As shown in Figure [14](https://arxiv.org/html/2603.28493#Pt0.A8.F14 "Figure 14 ‣ Appendix H Limitations ‣ ConceptWeaver: Weaving Disentangled Concepts with Flow"), our method encounters limitations in two main scenarios. First, concept semantic confusion (first row) arises when confronted with very similar concepts, leading to less distinct representations. Second, the model struggles with tasks that exceed its foundational capabilities (second row), resulting in unsatisfactory or erroneous outputs. Future work will focus on addressing these issues through stronger concept disentanglement and more powerful base generative models.

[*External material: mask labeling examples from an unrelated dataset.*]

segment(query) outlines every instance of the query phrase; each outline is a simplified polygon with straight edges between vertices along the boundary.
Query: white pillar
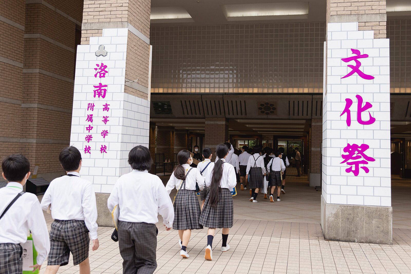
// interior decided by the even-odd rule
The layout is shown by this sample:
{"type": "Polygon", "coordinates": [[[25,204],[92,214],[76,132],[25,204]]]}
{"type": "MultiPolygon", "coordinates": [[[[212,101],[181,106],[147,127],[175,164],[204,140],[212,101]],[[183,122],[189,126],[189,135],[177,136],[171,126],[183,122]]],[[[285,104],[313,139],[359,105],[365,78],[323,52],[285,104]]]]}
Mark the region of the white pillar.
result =
{"type": "Polygon", "coordinates": [[[389,41],[374,37],[373,30],[358,31],[358,22],[328,24],[321,222],[329,239],[392,240],[389,41]],[[348,66],[360,62],[360,71],[349,76],[348,66]]]}

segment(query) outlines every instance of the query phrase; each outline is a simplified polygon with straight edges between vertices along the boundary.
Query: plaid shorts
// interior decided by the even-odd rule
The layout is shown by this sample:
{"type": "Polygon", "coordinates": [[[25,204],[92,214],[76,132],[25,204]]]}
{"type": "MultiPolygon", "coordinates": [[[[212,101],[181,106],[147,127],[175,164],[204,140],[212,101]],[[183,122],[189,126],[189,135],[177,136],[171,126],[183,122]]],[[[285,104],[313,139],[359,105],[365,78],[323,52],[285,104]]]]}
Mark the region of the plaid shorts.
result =
{"type": "Polygon", "coordinates": [[[76,265],[88,258],[90,238],[84,221],[55,220],[50,230],[50,252],[48,265],[65,265],[70,252],[76,265]]]}
{"type": "Polygon", "coordinates": [[[0,273],[21,274],[23,249],[17,244],[0,244],[0,273]]]}

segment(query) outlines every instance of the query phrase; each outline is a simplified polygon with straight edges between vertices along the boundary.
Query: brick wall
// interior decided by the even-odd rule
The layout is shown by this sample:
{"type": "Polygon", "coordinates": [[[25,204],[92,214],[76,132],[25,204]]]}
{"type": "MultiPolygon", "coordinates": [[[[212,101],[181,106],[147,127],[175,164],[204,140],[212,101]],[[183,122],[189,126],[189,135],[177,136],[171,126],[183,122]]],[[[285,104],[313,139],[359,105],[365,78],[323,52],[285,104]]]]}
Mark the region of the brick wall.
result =
{"type": "Polygon", "coordinates": [[[172,161],[174,157],[174,129],[172,127],[157,126],[156,145],[157,153],[164,153],[164,159],[172,161]]]}
{"type": "Polygon", "coordinates": [[[327,0],[327,21],[358,22],[359,30],[374,30],[374,38],[385,38],[386,2],[386,0],[327,0]],[[353,15],[356,16],[350,16],[353,15]]]}
{"type": "Polygon", "coordinates": [[[323,120],[313,119],[311,120],[311,128],[309,147],[309,166],[312,173],[320,173],[320,149],[323,139],[323,120]]]}
{"type": "Polygon", "coordinates": [[[19,138],[25,2],[0,0],[0,16],[5,18],[0,19],[0,116],[3,121],[0,124],[0,161],[21,152],[19,138]]]}
{"type": "Polygon", "coordinates": [[[229,140],[228,120],[224,118],[206,118],[204,134],[204,147],[209,147],[215,158],[217,145],[229,140]]]}

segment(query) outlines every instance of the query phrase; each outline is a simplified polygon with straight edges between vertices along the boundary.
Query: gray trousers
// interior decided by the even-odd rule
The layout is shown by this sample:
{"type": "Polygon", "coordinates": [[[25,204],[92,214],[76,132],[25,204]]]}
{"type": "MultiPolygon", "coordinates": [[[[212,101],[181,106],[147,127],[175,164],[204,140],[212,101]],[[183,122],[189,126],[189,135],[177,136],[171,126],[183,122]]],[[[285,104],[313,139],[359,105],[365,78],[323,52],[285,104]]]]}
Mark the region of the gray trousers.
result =
{"type": "Polygon", "coordinates": [[[123,274],[152,274],[157,268],[155,224],[118,222],[118,246],[123,274]]]}

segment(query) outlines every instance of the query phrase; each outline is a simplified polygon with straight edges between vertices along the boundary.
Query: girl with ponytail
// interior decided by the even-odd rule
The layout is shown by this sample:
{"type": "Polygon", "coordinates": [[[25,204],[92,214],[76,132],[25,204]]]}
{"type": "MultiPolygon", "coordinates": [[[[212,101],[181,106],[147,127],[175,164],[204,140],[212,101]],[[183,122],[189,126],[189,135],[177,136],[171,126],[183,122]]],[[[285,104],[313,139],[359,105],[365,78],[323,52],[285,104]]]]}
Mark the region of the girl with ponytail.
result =
{"type": "Polygon", "coordinates": [[[204,258],[210,260],[212,260],[211,249],[216,228],[223,229],[221,251],[230,249],[227,239],[229,228],[233,226],[233,212],[230,191],[237,184],[234,167],[225,160],[229,153],[227,146],[224,144],[218,145],[215,153],[218,159],[214,163],[212,172],[206,179],[206,185],[210,188],[210,191],[200,217],[200,224],[209,228],[204,258]]]}
{"type": "Polygon", "coordinates": [[[174,221],[173,229],[178,230],[180,240],[178,243],[181,250],[180,256],[183,258],[190,256],[186,249],[191,236],[192,229],[202,229],[199,222],[201,210],[196,195],[196,184],[202,190],[204,180],[196,168],[190,166],[193,159],[190,152],[181,150],[177,155],[179,164],[174,168],[166,186],[169,194],[173,189],[177,190],[174,202],[174,221]]]}

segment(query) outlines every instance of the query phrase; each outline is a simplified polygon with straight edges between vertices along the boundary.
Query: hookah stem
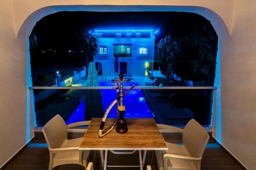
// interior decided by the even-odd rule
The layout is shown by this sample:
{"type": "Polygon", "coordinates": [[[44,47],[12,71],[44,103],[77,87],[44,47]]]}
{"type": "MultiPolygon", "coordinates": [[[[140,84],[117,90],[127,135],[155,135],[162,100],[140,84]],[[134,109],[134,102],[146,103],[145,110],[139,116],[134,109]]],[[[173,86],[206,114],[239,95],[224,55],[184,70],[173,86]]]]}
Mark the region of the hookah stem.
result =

![Image 15: Refer to caption](https://arxiv.org/html/2603.28493v1/imgs/sup_multi.jpg)

Figure 15: Qualitative results on multi-concept composition generation. Our method successfully disentangles and composes multiple concepts from different source images into novel scenes. Each panel shows concepts (e.g., a specific doll, a hat, glasses, a hairstyle) learned from one or more reference images (Concept Images) and then synthesized according to a new prompt (Generated Images).

![Image 16: Refer to caption](https://arxiv.org/html/2603.28493v1/imgs/sup_stage.jpg)

Figure 16: Qualitative results on Stage-Aware Components. This comparison highlights how our stage-aware mechanisms are crucial for both fidelity and pose generalization. Both ablated versions, w/o Stage-aware Opt. and w/o Stage-aware Guid., exhibit strong pose overfitting, rigidly replicating the posture of the subject from the reference image (e.g., the seated dog in the second row, the lying-down dog in the last row). In contrast, our full model (Ours) successfully disentangles the concept from its original pose, allowing it to be rendered in new, contextually appropriate poses, such as running or lying down. This demonstrates that our method achieves a higher level of compositional control.

![Image 17: Refer to caption](https://arxiv.org/html/2603.28493v1/imgs/cwg_more.jpg)

Figure 17: Qualitative results on ConceptWeaver Guidance. We fix the CWG guidance for the first stage at $g_{1} = 0 , g_{2} = 0$ and for the third stage at $g_{1} = 3 , g_{2} = 3$, to qualitatively analyze our CWG. From the results, it can be observed that the optimal effect is achieved when the CWG value in the second stage is 8, and there is a clear phenomenon of concept gradual refinement as CWG increases.

![Image 18: Refer to caption](https://arxiv.org/html/2603.28493v1/imgs/sup_flowedit.jpg)

Figure 18: Image Editing with ConceptWeaver and FlowEdit. By integrating with FlowEdit, ConceptWeaver enables precise appearance swapping. Our method first disentangles a target concept’s appearance from a Reference Image—like the texture of a straw hat or the look of a VW van.